Later, Jean finds herself in another lab, looking at a series of human clones of her and her friends. Shakti explains that Jean died in the abduction, and she was a clone. Jean furiously kills her clone by pulling out its umbilical cord. All the people who appear to be humans on the ship are actually just vessels containing aliens, and Dr. Shakti intends to replace as many humans as possible with members of the alien race in cloned human bodies. Dr. Brooks removes Jean's memory suppression chip, and she now has access to the aliens' collective memory. This enables her to recognize the alien symbols and numbers shown to her on cards that she had not recognized when her memory was suppressed.

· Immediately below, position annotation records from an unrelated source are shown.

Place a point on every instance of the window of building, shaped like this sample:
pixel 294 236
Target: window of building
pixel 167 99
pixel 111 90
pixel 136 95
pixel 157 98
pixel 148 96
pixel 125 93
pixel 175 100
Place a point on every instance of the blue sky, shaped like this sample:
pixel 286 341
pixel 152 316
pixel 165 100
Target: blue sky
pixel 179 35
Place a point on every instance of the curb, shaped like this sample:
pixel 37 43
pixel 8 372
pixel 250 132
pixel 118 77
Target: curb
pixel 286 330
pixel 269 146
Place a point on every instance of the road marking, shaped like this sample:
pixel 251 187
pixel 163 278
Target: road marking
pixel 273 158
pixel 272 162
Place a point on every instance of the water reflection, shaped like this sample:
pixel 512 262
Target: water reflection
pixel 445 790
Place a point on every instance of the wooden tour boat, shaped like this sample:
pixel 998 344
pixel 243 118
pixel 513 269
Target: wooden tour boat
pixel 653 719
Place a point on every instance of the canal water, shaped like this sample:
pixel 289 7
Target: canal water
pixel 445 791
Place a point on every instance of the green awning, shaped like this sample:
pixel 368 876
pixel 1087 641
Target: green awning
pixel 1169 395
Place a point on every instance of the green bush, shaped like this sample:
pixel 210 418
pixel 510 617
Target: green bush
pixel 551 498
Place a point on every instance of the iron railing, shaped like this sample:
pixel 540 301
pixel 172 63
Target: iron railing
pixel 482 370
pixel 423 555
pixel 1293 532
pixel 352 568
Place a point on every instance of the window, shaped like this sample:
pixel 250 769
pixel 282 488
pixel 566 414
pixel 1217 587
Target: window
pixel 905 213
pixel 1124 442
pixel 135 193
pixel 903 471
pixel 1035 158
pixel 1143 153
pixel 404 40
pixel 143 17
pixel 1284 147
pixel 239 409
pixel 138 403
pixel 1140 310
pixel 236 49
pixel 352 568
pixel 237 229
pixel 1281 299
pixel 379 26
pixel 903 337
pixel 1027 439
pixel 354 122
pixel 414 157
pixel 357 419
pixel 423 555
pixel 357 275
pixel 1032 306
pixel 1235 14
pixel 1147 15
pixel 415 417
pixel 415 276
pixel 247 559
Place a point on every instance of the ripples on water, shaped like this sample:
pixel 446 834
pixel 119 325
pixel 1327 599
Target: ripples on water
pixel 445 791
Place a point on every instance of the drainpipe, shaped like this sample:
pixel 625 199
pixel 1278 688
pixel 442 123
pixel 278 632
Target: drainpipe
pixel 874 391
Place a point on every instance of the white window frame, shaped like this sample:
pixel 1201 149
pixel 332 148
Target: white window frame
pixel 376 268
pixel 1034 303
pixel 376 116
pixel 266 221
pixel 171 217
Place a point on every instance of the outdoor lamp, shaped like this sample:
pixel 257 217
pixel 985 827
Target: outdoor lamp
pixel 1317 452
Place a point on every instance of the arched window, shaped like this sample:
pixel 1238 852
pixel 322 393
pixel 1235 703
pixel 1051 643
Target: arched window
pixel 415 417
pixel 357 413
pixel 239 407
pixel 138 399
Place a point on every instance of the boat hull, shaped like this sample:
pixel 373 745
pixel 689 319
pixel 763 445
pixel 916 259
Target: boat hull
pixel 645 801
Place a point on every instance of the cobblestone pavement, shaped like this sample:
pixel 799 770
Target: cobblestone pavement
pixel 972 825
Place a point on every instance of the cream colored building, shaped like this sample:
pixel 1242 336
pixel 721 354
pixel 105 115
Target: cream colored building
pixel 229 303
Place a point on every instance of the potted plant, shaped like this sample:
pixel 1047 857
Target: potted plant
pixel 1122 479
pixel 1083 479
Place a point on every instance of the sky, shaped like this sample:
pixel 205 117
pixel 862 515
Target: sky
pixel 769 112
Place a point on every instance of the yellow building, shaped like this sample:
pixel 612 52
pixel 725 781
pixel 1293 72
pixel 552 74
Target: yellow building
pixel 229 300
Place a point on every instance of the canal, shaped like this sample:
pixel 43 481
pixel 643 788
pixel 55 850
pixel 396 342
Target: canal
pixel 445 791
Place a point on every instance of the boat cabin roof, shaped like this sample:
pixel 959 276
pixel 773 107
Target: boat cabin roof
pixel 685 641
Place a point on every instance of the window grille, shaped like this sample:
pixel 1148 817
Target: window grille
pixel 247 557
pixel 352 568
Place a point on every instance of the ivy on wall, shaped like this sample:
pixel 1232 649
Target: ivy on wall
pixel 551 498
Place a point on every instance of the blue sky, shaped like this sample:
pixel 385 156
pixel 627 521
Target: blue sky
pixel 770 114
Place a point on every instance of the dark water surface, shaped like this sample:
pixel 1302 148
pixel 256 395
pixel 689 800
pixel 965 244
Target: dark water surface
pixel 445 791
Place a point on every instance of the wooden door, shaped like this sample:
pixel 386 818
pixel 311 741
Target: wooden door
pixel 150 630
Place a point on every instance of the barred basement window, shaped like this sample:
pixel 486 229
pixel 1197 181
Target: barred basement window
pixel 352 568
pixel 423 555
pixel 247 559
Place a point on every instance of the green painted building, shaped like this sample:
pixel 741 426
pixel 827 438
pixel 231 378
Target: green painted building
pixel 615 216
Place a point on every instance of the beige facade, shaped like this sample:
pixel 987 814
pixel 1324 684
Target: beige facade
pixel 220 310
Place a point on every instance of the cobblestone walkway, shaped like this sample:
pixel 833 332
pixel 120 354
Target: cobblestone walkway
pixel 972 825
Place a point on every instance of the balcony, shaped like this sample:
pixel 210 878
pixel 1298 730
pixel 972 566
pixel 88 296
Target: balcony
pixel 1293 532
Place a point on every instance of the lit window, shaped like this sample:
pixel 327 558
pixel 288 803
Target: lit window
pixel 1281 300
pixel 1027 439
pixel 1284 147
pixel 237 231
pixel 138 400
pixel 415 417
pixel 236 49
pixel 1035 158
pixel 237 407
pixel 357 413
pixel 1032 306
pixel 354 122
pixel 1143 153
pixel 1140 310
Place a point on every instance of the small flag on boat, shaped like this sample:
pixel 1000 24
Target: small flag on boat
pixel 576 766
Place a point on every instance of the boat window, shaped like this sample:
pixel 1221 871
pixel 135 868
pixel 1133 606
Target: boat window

She says that she is now "ready to serve" out the mission from Earth.

Jean, Todd, Bud, and Britney suddenly find themselves hiking in the woods on a sunny day. A search and rescue helicopter spots them. They tell the rescue team that they are fine. An army officer asks Jean, "Where have you been for the last two weeks?" The movie ends with Jean giving him a look.

== Cast ==

- Megan Lee Ethridge as Jean
- Griff Furst as Todd
- Marissa Morse as Britney
- Patrick Thomassie as Bud
- Jilon Ghai as Thomas
- Bobby James as Dr. Booker
- Claudia Katz as Major Shakti
- Edwin Craig as The Director
- Angela Landis as Nurse White
- Deirdre Schweisow as Nurse Green
- Amanda Weier as Captain Helens
- Robert Lucchesi as Lieutenant Biggs
- Scott F. Evans as Staffer Maurice
- Butch Leonard as Staffer Franks
- Lola Forsberg as Bonnie
- Justin Sloan as Private Strict
- Jared Cohn as Private Smalls

==Reception==
The review site The Zone gave the film three stars, stating that it was "cursed with ambitions beyond its meagre resources".